Les médecines douces reconnues ? dans Science Santé Société stethoscope-isole_19-129087-150x150 Bonjour

 L’Académie de médecine française traite des « thérapies complémentaires » dans un rapport adopté le 5 mars 2013 sur l’acupuncture,  l’ostéopathie, l’hypnose et le tai chi.

 Sont précisées les raisons de ce vocable de thérapies complémentaires : il est retenu car « il implique que ces pratiques ne sont que de  possibles compléments aux moyens de traitement qu’offre la médecine proprement dite, à laquelle elles ne sauraient se comparer ni se  substituer ».

Par ailleurs, les 4 thérapies retenues par le rapport ont été choisies pour 2 points : (1) leur pratique déjà implantée en milieu hospitalier public français ; (2) l’existence plus riche de publications scientifiques.

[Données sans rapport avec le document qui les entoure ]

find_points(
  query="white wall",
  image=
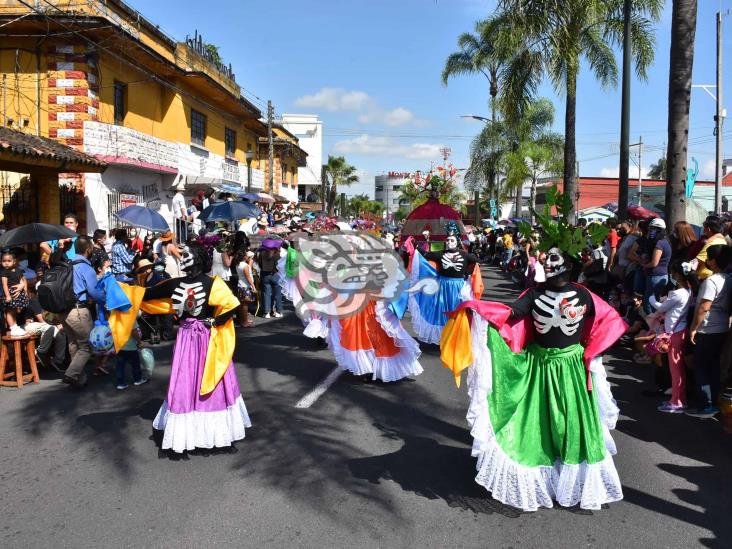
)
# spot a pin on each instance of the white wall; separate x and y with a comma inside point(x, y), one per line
point(309, 131)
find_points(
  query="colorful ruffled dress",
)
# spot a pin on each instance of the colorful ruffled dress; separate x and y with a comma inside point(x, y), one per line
point(374, 342)
point(204, 407)
point(429, 312)
point(540, 408)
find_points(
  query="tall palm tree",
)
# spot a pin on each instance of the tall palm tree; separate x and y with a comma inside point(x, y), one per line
point(683, 30)
point(476, 56)
point(338, 173)
point(553, 38)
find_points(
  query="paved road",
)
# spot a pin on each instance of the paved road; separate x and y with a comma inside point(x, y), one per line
point(368, 465)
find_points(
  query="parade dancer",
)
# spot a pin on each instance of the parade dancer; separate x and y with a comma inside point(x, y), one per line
point(345, 283)
point(540, 404)
point(204, 407)
point(453, 271)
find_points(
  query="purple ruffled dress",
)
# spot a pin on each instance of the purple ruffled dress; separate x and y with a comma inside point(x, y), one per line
point(189, 420)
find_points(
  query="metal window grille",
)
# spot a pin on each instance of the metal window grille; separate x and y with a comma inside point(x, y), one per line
point(230, 141)
point(119, 102)
point(198, 128)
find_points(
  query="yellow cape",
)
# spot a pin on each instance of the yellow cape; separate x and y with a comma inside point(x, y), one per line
point(223, 338)
point(456, 352)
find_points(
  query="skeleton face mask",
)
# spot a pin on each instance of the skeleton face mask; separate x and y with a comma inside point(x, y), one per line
point(555, 264)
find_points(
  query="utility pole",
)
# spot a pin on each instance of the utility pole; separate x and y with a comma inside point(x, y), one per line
point(625, 116)
point(719, 121)
point(270, 159)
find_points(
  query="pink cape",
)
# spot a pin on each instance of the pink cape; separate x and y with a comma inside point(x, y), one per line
point(597, 336)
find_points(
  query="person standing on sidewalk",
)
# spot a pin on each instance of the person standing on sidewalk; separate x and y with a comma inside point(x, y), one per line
point(710, 328)
point(675, 310)
point(79, 321)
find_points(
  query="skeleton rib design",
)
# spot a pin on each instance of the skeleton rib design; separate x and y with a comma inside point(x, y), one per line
point(562, 312)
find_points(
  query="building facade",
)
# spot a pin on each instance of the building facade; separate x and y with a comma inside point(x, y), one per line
point(387, 190)
point(99, 77)
point(309, 131)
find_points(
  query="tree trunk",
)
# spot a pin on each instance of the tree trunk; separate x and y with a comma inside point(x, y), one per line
point(683, 29)
point(570, 151)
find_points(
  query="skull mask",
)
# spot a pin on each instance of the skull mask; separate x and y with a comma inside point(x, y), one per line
point(556, 263)
point(451, 243)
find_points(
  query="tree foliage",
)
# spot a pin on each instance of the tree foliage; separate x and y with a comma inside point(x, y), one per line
point(338, 172)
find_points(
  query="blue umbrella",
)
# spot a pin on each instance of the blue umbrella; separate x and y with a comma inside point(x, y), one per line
point(145, 218)
point(229, 211)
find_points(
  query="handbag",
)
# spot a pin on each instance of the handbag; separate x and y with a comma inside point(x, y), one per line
point(662, 342)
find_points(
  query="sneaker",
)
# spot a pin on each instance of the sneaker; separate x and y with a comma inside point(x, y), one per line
point(709, 411)
point(669, 408)
point(17, 331)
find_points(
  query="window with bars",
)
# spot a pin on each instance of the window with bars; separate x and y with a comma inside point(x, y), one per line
point(230, 141)
point(198, 128)
point(120, 90)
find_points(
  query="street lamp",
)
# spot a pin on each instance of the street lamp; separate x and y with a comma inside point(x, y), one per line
point(249, 155)
point(476, 196)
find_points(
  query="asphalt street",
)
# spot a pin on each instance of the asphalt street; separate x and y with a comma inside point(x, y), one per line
point(367, 465)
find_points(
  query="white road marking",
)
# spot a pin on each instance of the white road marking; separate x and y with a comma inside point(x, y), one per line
point(308, 400)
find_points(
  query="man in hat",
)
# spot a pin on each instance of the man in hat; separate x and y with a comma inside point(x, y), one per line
point(180, 212)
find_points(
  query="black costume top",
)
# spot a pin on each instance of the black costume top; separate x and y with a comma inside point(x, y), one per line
point(558, 314)
point(455, 264)
point(190, 297)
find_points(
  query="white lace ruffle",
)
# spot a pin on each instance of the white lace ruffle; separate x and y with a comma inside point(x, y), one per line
point(528, 488)
point(202, 429)
point(361, 362)
point(315, 327)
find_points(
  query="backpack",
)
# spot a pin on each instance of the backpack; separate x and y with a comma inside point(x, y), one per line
point(56, 290)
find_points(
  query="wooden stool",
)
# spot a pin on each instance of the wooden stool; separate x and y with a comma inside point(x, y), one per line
point(30, 350)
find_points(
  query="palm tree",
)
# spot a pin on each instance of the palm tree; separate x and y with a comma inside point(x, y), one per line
point(337, 172)
point(554, 38)
point(476, 55)
point(683, 29)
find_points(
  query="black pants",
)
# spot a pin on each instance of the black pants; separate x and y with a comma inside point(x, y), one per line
point(707, 363)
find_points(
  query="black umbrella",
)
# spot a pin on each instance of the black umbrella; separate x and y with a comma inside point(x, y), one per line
point(34, 233)
point(230, 210)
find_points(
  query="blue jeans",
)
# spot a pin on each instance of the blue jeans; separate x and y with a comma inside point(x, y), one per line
point(271, 289)
point(133, 359)
point(654, 284)
point(507, 255)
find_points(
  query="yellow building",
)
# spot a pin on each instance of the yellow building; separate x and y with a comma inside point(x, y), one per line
point(100, 77)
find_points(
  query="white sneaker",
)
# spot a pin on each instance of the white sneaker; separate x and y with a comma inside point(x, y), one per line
point(17, 331)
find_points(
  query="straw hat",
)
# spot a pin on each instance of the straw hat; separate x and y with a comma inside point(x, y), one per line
point(143, 264)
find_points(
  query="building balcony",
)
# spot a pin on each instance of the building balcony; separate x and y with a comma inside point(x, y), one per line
point(122, 146)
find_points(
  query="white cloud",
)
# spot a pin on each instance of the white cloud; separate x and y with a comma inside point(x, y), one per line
point(335, 99)
point(615, 172)
point(341, 100)
point(708, 170)
point(386, 146)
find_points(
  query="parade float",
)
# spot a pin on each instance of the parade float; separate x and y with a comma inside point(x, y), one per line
point(433, 215)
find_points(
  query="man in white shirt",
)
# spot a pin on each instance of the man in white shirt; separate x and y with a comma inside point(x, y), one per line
point(180, 212)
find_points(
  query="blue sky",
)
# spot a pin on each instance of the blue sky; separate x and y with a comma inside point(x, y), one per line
point(371, 70)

Pour le reste, voici son avis concernant leur efficacité respective.

 -         L’acupuncture

« On peut estimer que, dans l’état actuel des connaissances, l’acupuncture peut apporter un bénéfice aux patients souffrant de lombalgie ou cervicalgie chronique, de migraine ou céphalée de tension, d’arthrose des membres inférieurs, d’épicondylite, aux femmes enceintes éprouvant des douleurs des lombes ou du bassin et lors des douleurs de l’accouchement, et pour prévenir les nausées et vomissements induits pat la chimiothérapie anticancéreuse. Son utilité dans la fibromyalgie est incertaine. Son effet dans d’autres indications n’est pas exclu, mais n’est pas démontré. » (A)

 -         L’ostéopathie, la médecine manuelle, la chiropraxie

« Les manipulations rachidiennes peuvent se montrer modérément efficaces sur la lombalgie aiguë, subaiguë ou chronique, sur la cervicalgie aiguë, subaiguë ou chronique, sur la céphalée d’origine cervicale, les états vertigineux d’origine cervicale, et à un moindre degré sur la migraine. Leur effet est incertain sur la céphalée de tension. Les complications possibles des manipulations cervicales sont rares, mais graves. » (A)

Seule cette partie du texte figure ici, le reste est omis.